Toshiba has developed a program which displays to users how
much fuel is remaining in the tank. The company has also taken many precautions
to ease the concerns over the methane being in such close proximity to the
notebook. In addition, Toshiba has made the actual fuel cell unit durable
enough to withstand abuse without leaking. "We've dropped it on its front,
its back, its edges, and we've found it to be extremely strong," said
Tomoaki Arimura of Toshiba's Methanol Fuel Cell Group. But while most of the
reaction to the system has been positive, there have been a few downsides found
in trial testing.
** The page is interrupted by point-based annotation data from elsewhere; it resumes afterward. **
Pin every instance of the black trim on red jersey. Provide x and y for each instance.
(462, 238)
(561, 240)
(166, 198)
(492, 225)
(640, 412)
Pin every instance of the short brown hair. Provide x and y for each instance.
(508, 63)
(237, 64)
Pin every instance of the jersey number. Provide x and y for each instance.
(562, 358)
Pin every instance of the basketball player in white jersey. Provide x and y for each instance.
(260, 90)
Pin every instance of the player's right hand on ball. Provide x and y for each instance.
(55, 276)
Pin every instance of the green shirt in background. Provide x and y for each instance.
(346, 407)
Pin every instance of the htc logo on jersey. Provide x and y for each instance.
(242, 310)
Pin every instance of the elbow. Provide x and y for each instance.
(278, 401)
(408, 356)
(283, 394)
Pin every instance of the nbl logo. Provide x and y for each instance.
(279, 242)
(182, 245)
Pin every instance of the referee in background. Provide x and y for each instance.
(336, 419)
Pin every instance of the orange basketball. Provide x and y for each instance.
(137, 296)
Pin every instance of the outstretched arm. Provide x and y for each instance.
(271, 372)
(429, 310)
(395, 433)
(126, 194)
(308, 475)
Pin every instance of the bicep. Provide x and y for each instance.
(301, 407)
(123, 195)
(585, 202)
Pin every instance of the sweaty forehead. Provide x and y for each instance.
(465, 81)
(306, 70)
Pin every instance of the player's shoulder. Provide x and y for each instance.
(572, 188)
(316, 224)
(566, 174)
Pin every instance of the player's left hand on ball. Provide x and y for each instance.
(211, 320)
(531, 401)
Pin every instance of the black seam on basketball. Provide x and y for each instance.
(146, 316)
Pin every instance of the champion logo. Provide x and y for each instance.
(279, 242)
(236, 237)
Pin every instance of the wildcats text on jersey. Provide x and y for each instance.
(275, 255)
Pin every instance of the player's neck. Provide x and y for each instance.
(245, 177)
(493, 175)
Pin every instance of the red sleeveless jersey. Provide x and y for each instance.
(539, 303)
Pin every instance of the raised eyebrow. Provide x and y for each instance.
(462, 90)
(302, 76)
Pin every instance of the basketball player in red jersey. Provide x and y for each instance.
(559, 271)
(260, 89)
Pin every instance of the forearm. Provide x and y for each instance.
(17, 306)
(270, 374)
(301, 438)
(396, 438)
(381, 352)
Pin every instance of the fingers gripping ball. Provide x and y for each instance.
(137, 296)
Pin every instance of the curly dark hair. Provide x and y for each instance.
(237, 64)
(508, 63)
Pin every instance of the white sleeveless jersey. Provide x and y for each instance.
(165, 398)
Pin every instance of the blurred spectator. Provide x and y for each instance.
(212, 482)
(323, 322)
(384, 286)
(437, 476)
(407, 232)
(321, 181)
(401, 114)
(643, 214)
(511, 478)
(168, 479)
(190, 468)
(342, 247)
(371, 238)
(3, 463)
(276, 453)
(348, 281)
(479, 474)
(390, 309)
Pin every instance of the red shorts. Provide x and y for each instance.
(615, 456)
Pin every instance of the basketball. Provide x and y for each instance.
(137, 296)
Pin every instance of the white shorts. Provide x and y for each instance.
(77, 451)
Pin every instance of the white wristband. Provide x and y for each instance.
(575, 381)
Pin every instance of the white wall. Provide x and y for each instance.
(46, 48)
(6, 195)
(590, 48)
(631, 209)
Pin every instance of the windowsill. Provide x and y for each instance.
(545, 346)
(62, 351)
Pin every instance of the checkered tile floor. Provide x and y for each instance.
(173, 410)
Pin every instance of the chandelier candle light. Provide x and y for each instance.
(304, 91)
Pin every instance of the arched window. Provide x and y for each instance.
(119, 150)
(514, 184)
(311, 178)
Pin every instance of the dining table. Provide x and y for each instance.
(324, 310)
From BBC News:
The trials also
highlighted the model's rough edges. The first becomes apparent as soon as it
is switched on. There are small but constant whirring noises and the persistent
sounds of tiny clicks made by the pump and valves. Some people may find such
noises irritating. Feedback from the trials showed that some thought the shape
and size of the refills inconvenient.
Toshiba is also working on a "flat-bed" fuel cell which
sits under the notebook. The company showed a pre-commercial prototype at CES.
Advances have to be made in miniaturization of the fuel pump, valves and other
components to make this style of fuel cell viable. The company wants to
eventually shrink the components down to the point where they could actually
fit within the body of the notebook.